Bilimsel teknolojik devrim, liberal ekonomistlerin göklere çıkardığı, arz ve talebi düzenleyen “gizli el” diye adlandırdıkları pazarı işlevsiz kılmakta; ekonominin ihtiyaç duyduğu telefon görevini ondan daha iyi gerçekleştiren “sanal Pazara” bırakmaktadır. Siber ekonomik modeller, üretici ve tüketici davranışlarını pazardan çok daha rasyonel saptayabilmekte ve verimli kullanabilmektedir. Teknolojik ilerlemedeki dev adımlar aynı zamanda siber sosyalist planlamanın çimentosunu hazırlamaktadır.

Ancak, kapitalist üretim ilişkilerinin sınırları içinde işlev gören sibernetik programlar aşırı karı arttırıyor, gelir dağılımında derin uçurumlar açıyor; krizleri, çevresel yıkımı, savaşları ve militarizmi tetiklemekte, toplumsal değişime engel oluşturuyor. Toplumsal değişimin ileriye doğru gidişini zorlayan üretim güçlerine karşı finans oligarşi bütün gücüyle dikilmekte, anti-kapitalist devrime giden yolu tıkamaktadır.

Sovyetler ve diğer ülkeler, günlük yaşamamıza giren ve kapitalizmi gerici konumlara iten bilimsel devrimi görmeden yıkıldılar. O zamanın üretim güçleri bürokratik merkezci planlamayı dayatmıştı. Logaritmik modellerle çalışan akıllı telefon ve bilgisayar ağlarına dayanan sosyalist planlama yoktu.

Son otuz yılda, modern bilgi işlemlerinin hızlı ve rasyonel gerçekleşmesi sayesinde etkili bir sosyalist planlama sistemi mümkün hale geldi. Cockshott, 2017; Nieto, 2020; Mateo, 2020 gibi marksist yazarlar bu değişimi ilk görenler arasındaydı. Onları diğerlerinden ayıran fark, Marx’ın komünizm teorisiyle büyük veri, yapay zeka, nesnelerin interneti ve veri işlemlerini kolaylaştıran araçlarla buluşturmalarıydı. Sibernetik sayesinde komünist düşünce plan modellerine işlenerek yaşama geçirilebileceğini gösterdiler. Siber-komünizmin, bilgi ve iletişim teknolojileri (BİT’ler) aracılığıyla kapitalizmden daha ileri bir sistem olacağını, kurdukları modellere veri yükleyerek kanıtladılar.

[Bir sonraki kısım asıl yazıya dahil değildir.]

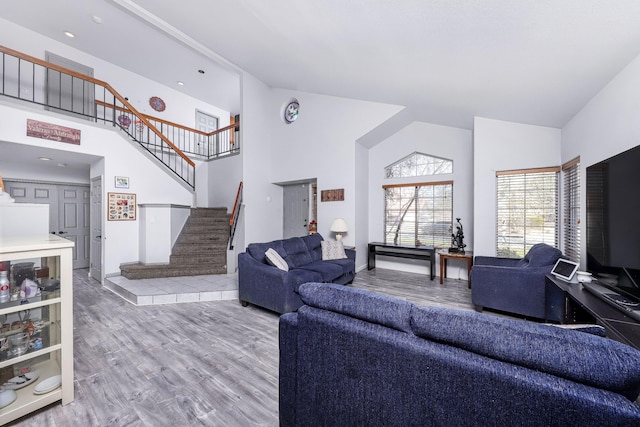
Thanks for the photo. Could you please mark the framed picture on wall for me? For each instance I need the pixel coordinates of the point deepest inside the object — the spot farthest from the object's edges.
(121, 207)
(122, 182)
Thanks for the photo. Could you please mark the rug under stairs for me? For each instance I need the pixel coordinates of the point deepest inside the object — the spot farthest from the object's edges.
(200, 249)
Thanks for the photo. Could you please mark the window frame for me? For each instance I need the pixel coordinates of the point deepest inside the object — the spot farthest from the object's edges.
(571, 234)
(524, 212)
(433, 213)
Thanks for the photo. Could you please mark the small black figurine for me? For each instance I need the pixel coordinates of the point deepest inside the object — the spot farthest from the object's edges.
(457, 244)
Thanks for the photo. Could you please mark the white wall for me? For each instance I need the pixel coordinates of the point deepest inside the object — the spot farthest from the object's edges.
(225, 175)
(609, 124)
(180, 108)
(361, 205)
(319, 145)
(440, 141)
(498, 146)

Paul Cockshott ve Allin Cottrell, Yeni Bir Sosyalizme Doğru (1993) adlı eserlerinde, üretimin rasyonel yönetimi için yeni bilgi ve iletişim teknolojilerinin potansiyellerini değerlendirdiklerini belirttiler. Sovyetler Birliği’nin planlama süreçlerinin hem demokrasi hem de verimlilik açısından yetersizliğini eleştirdiler. Zamanla geliştirilip daha kapsayıcı hale getirilen bu çalışmaların temelleri üzerinde, Demokratik Ekonomi, Katılımcı Ekonomi ve Pazar Sosyalizmi gibi akımlar türedi.

Siber sosyalizmin gün ışığına çıkmaya başladığı 90’lı yıllarda, Türkiye’nin marksist solu, Sovyetlerin yıkılışının ardından gelen, moral çöküntü ve politik enkaz altındaydı. Liberalizmin politik hegemonyasının etkisi altında, siber komünizm üzerinde devam eden çalışmaları izlemekten uzaktı.

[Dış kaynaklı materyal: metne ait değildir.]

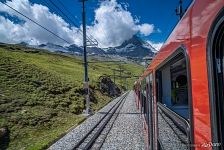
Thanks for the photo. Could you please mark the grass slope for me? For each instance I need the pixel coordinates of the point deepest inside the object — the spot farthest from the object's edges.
(41, 94)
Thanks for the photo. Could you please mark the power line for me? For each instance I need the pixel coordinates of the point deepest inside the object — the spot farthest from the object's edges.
(94, 41)
(36, 23)
(66, 9)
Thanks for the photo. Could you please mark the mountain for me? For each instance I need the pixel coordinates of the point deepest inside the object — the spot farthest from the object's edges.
(134, 47)
(53, 47)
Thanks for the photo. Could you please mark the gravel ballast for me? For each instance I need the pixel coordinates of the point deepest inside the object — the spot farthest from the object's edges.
(71, 138)
(127, 131)
(168, 134)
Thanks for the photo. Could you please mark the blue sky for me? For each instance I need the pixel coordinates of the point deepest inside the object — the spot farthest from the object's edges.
(157, 13)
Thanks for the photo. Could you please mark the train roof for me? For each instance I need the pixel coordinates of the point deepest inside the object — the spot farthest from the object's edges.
(179, 36)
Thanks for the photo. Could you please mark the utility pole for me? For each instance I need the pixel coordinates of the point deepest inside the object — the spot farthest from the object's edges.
(179, 10)
(86, 78)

Marksist sol gruplar arasında tarihi TKP ve devamı TBKP, değişime en yakın örgütlerdi. Buna karşın, partinin ideolojik faaliyetlerinden sorumlu olan sözcüleri, yeni sosyalist düşünce arayışlarını cesaretlendirmek yerine, genel teorik formüller içeren amacı belirsiz Yenilenme Tezlerini yayınlamakla yetindiler. Ortak çabalarla yeni bir komünizm araştırma koordinasyonu veya araştırma merkezinin kurulması için inisiyatif kullanamadılar. Geçmiş sosyalist zemin üzerinde “Yasallaşma ve Birleşme” politikasında ısrar ettiler.

Bütün enerji, Komünist Partinin yasalaşması önündeki 141 ve 142 engelinin kalkması ve solda da parti, grup, yaklaşımların bir çatıda birleşmesi için harcandı. Oysa TBKP de, diğer sol grup ve partiler de, yıkılmakta olan bir devletçi sosyalizm anlayışını devam ettiriyorlardı.

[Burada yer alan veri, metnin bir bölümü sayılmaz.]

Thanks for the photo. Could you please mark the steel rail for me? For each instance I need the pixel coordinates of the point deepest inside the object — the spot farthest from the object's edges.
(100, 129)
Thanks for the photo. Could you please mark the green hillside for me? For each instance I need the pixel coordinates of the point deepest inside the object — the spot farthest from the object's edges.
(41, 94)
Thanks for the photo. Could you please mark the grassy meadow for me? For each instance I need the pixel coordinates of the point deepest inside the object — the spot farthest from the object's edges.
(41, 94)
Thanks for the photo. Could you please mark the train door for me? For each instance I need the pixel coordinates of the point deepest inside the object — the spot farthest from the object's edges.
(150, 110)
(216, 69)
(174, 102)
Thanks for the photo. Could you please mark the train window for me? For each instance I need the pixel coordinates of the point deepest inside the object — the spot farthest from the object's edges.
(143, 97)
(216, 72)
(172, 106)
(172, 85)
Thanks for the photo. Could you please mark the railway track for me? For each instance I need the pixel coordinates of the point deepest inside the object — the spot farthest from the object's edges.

İçinde geleceğe ufuk açan bazı görüşler taşıyan Yenilenme Tezlerinin, Sosyalist Birlik Partisi tarafından hasıraltı edilmesi, yeni sosyalizme yönelik her görüşün sol tarafından itibarsızlaştırılması, düşünce planındaki durgunluk, sığlık, marksist solun bugüne kadar devam eden ağır yenilgilerini ve dağınıklığını beraberinde getirdi.

Çeşitli sol parti ve platformları biraraya getiren Sosyalist Birlik Partisi (SBP) ve Özgürlük ve Demokrasi Partisi (ÖDP) Sovyet modeli dışında komünist model arama gereğini duymadılar. Küçük kavgalarla yıpratılan Türkiye Sosyal Tarih Vakfı (TUSTAV), en zor koşullarda çok değerli tarih arşivini yaratmayı başardı ama Sovyetlerin devletçi sosyalist modeli ile Marksizm arasındaki farklılıkları belgeleyen çalışmaları toparlayamadı.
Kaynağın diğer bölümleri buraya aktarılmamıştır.